Wat mij verder opvalt is dat op de commerciële vastgoedmarkt de levensduur van gebouwen hard aan het dalen is, mede vanwege milieueisen, maar ook door ander gebruik. Het zou zo maar kunnen dat dit voor delen van de woningvoorraad ook aan de orde is omdat er grenzen zijn aan de aanpasbaarheid van de woningvoorraad aan de huidige woonwensen. Als dat zo is, moeten we dan blijven bouwen zoals we tot nu toe hebben gedaan? Gewoon van steen en beton, met een nog ingecalculeerde levensduur van 50 jaar of meer?
Los van de hiervoor gesignaleerde knelpunten en discrepanties betekent nog meer bouwen in met name uitleggebieden in West Nederland dat er op relatief slechte ondergrond gebouwd moet worden: de beste plekken zijn al in gebruik en kijk eens naar de inklinking van de bodem in woonwijken in de laagveengebieden. Om te kunnen bouwen is dan steeds meer aandacht voor kostenverhogend heiwerk nodig. Ten tweede is er een probleem met het vinden van personeel: traditioneel bouwen is arbeidsintensief, ondanks pogingen om de bouw meer industrieel aan te pakken. De kostenontwikkeling over de laatste jaren is ook een factor in de (on)betaalbaarheid van woningen. Ten derde is de milieubelasting van traditionele bouwprojecten relatief hoog en draagt traditionele bouw maar beperkt bij aan doelstellingen van een circulaire economie.

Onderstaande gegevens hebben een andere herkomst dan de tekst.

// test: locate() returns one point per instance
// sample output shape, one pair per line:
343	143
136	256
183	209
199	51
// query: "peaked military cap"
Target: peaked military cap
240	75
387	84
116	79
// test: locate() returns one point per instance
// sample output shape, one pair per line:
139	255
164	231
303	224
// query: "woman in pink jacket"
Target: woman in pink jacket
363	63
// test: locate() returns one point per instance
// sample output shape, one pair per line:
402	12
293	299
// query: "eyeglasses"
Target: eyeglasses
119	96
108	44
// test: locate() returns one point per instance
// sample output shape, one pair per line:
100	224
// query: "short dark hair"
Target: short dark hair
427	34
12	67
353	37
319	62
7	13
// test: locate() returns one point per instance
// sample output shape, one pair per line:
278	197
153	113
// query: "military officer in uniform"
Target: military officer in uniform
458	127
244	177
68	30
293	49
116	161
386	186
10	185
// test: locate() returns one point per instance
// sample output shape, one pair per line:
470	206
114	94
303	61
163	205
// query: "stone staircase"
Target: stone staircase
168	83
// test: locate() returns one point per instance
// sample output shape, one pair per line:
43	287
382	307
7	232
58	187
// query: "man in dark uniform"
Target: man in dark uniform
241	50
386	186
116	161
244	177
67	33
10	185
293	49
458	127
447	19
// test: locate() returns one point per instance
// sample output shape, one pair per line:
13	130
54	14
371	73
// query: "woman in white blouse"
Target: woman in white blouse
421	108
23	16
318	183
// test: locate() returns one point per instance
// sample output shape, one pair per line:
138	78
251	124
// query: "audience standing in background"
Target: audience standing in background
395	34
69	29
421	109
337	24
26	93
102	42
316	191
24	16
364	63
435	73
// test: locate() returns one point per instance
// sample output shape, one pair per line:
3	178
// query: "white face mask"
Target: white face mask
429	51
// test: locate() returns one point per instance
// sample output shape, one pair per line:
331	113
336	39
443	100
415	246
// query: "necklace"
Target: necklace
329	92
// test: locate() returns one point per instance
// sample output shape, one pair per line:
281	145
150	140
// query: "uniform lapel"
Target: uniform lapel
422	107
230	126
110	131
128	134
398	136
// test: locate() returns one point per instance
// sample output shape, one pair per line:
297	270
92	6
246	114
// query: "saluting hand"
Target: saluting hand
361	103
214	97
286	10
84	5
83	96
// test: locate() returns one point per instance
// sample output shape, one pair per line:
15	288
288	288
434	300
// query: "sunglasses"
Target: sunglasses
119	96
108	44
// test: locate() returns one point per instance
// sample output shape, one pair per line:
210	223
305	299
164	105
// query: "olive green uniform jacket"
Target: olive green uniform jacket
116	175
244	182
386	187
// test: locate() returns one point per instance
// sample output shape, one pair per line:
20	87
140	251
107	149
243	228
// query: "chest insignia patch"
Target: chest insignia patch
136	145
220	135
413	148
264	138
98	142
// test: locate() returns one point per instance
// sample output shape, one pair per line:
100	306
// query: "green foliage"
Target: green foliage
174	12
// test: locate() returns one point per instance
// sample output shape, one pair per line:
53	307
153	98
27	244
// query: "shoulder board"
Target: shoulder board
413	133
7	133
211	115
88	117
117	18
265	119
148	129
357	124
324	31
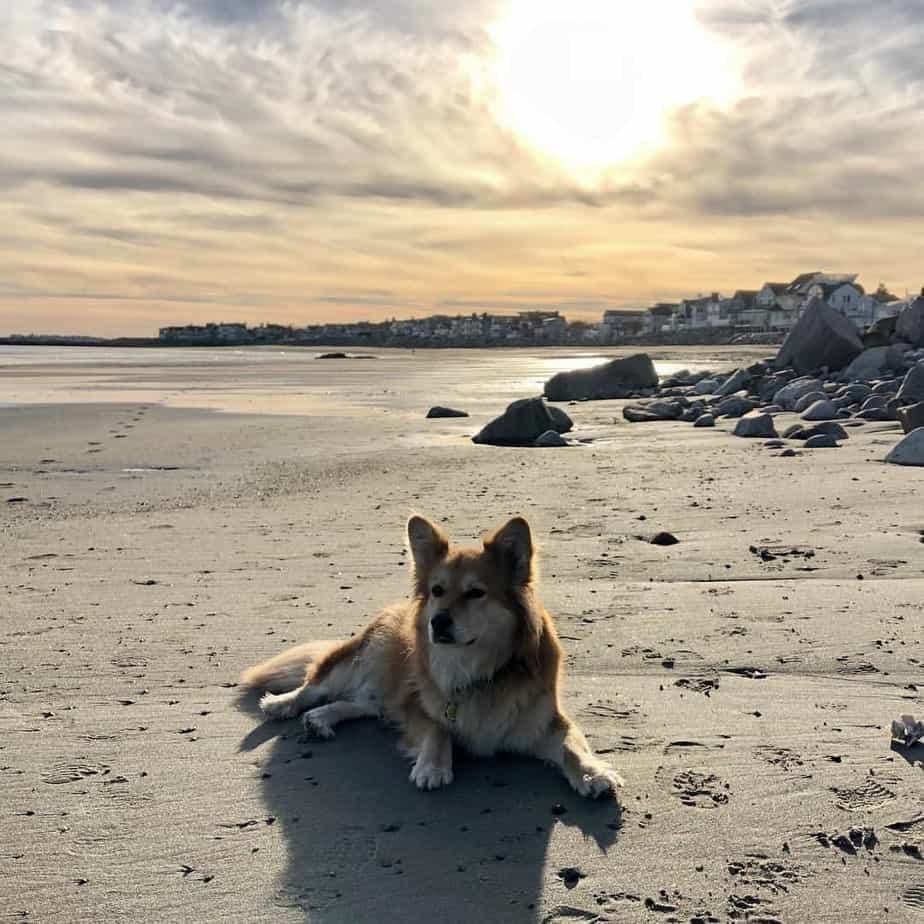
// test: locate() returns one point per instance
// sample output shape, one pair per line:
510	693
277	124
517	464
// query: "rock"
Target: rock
706	387
735	382
880	333
550	438
520	425
910	323
912	389
820	410
821	441
756	425
910	451
614	379
656	410
562	422
735	406
822	337
911	417
438	411
787	396
806	401
868	364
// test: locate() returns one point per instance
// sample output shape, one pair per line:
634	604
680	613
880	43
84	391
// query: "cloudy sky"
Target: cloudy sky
306	160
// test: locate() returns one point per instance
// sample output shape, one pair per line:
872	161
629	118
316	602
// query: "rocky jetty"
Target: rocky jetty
823	373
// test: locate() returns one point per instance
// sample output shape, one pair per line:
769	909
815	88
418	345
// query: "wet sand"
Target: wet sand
742	680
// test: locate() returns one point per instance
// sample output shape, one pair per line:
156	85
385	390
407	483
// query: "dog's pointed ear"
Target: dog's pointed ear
513	545
428	545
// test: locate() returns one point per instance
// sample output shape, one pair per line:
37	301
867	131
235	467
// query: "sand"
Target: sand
166	538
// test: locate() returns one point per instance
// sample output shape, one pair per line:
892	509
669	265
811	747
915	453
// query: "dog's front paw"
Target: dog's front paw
316	727
281	706
425	775
596	780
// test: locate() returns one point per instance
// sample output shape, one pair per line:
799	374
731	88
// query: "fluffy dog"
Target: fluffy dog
472	658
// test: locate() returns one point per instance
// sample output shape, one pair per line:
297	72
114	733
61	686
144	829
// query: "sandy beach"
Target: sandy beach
168	518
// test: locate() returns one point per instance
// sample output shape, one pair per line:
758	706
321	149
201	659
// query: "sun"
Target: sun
588	81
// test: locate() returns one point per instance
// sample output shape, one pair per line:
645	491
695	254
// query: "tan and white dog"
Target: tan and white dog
472	658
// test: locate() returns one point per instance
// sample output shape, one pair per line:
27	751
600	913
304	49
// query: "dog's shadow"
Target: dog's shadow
364	845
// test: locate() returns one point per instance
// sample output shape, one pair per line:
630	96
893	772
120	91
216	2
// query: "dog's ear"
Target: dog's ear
428	545
512	544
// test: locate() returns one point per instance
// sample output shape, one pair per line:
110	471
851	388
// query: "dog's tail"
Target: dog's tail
286	671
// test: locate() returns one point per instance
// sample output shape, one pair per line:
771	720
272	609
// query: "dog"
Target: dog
471	659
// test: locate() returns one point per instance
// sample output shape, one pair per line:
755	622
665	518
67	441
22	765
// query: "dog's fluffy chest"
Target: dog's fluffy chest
485	722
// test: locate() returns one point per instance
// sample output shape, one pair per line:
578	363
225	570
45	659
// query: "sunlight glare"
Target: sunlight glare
589	81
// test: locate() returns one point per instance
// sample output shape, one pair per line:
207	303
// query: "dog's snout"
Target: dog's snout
441	622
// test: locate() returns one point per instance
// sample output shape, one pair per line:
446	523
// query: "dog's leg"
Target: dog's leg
567	748
429	745
320	721
288	705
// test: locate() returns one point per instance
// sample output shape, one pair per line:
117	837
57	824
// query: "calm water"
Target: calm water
293	380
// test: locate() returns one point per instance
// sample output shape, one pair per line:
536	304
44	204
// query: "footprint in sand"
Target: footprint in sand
869	794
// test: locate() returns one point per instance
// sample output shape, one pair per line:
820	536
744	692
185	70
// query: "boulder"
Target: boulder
787	396
656	410
806	401
912	390
821	337
821	441
910	451
820	410
520	425
911	417
734	406
735	382
439	411
910	323
868	364
550	438
756	425
615	379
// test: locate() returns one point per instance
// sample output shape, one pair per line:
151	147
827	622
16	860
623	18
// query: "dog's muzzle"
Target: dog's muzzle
441	628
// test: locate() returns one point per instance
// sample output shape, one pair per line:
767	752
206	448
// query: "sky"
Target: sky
306	161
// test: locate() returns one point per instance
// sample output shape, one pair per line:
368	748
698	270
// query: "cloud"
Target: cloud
288	157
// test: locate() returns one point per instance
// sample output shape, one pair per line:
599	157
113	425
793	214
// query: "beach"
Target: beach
170	517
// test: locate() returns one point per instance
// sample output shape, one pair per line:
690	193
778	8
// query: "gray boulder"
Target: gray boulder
787	396
911	417
438	411
756	425
806	401
910	324
912	390
821	441
550	438
520	425
821	337
735	382
615	379
910	451
734	406
868	364
820	410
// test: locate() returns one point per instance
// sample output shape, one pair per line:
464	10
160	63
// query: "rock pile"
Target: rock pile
824	373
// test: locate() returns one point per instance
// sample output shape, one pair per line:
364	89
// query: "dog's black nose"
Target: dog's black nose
441	624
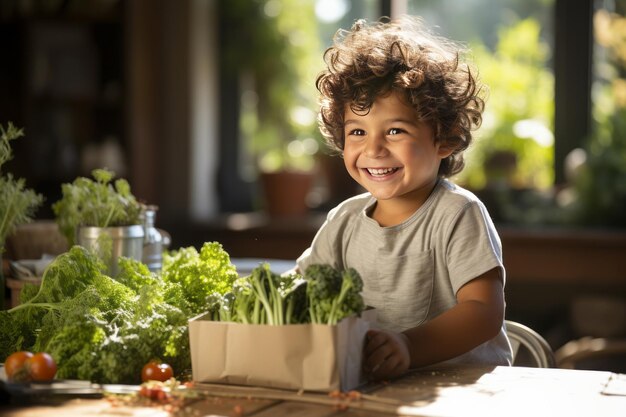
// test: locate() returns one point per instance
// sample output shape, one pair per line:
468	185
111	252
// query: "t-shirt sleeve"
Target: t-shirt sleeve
473	246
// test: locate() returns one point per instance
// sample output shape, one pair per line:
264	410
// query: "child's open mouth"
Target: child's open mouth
381	172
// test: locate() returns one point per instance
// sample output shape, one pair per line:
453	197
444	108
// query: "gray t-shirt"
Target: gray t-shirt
413	270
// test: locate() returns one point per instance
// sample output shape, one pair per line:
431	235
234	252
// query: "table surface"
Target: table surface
458	391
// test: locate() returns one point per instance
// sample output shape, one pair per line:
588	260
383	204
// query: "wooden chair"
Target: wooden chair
529	347
593	353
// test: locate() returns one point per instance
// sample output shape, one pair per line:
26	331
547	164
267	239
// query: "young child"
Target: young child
400	106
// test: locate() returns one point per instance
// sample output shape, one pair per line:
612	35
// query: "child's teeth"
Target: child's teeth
380	171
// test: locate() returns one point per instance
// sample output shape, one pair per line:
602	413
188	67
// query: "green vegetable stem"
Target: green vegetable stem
98	202
323	295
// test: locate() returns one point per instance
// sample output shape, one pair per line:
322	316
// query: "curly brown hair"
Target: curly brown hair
402	56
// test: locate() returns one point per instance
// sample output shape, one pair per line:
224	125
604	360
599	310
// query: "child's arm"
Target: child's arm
475	319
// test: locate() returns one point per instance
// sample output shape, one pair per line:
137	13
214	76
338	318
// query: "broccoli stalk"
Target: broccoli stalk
333	295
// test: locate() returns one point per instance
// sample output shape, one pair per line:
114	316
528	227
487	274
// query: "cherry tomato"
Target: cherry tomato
41	367
14	365
154	371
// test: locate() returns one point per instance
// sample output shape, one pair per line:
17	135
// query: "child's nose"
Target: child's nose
375	146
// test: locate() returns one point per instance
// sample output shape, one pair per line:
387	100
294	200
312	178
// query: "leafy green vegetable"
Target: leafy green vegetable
103	329
17	203
323	295
98	202
199	274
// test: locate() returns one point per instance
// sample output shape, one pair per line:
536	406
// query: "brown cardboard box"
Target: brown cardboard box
312	357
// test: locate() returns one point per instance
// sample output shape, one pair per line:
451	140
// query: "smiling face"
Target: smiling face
392	155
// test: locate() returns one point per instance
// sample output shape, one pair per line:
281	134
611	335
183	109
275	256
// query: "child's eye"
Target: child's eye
395	131
356	132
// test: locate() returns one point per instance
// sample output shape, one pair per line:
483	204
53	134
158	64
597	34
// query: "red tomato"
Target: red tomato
14	365
154	371
41	367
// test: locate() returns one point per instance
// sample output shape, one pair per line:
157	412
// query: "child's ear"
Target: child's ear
444	151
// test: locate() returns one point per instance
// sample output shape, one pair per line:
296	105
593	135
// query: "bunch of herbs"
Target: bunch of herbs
17	203
98	202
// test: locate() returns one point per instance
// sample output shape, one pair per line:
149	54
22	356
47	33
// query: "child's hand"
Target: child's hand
386	354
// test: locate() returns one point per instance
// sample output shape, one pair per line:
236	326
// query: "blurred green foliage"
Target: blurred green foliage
274	48
599	185
518	118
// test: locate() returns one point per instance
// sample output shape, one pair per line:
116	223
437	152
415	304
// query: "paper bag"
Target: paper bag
311	357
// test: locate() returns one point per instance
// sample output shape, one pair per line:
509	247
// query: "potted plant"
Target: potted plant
276	69
102	215
17	203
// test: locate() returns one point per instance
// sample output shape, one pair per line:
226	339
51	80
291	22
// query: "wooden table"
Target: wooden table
467	391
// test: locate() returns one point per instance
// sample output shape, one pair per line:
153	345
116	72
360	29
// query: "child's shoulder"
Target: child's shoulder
455	196
351	206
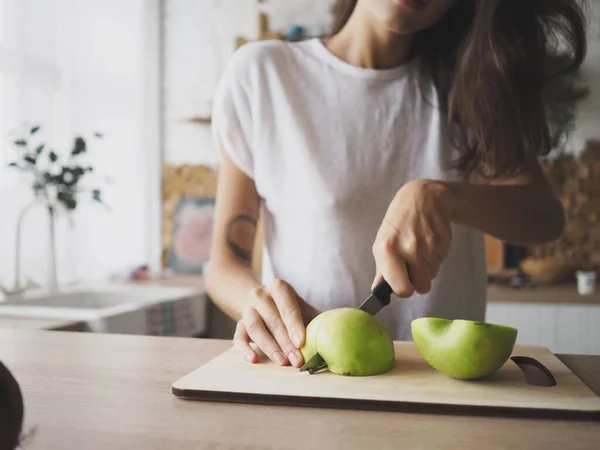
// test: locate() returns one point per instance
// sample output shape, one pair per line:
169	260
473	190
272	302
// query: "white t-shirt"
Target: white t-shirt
328	145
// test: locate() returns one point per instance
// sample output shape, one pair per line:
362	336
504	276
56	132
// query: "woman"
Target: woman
386	149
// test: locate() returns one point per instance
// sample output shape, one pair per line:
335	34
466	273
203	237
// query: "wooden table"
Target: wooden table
91	391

De bestaande wonigvoorraad is een gegeven, daar valt niet veel op bij te sturen. Maar wat we wel kunnen doen is kritischer zijn op wat we nu bouwen: duurzamer en circulair, flexibeler en kleiner. De modellen van de Wageningen Universiteit voegen nog een extra dimensie toe: bouwen in de Randstad op de huidige manier leidt op termijn mogelijk tot kapitaalvernietiging, ook voor individuele kopers van woningen. Wordt het geen tijd om echt om te denken?
Johan de Kruijf
Geertje Reageren
Tja, de laatste tijden merk ik dat men steeds bewuster wordt van het milieu aspect en dat men meer wil overgaan tot groene energie. We zijn nog niet waar we wezen moeten, maar inderdaad moeten wij kritischer gaan nadenken en hopelijk bouwen wij de komende jaren duurzamer en zuiniger.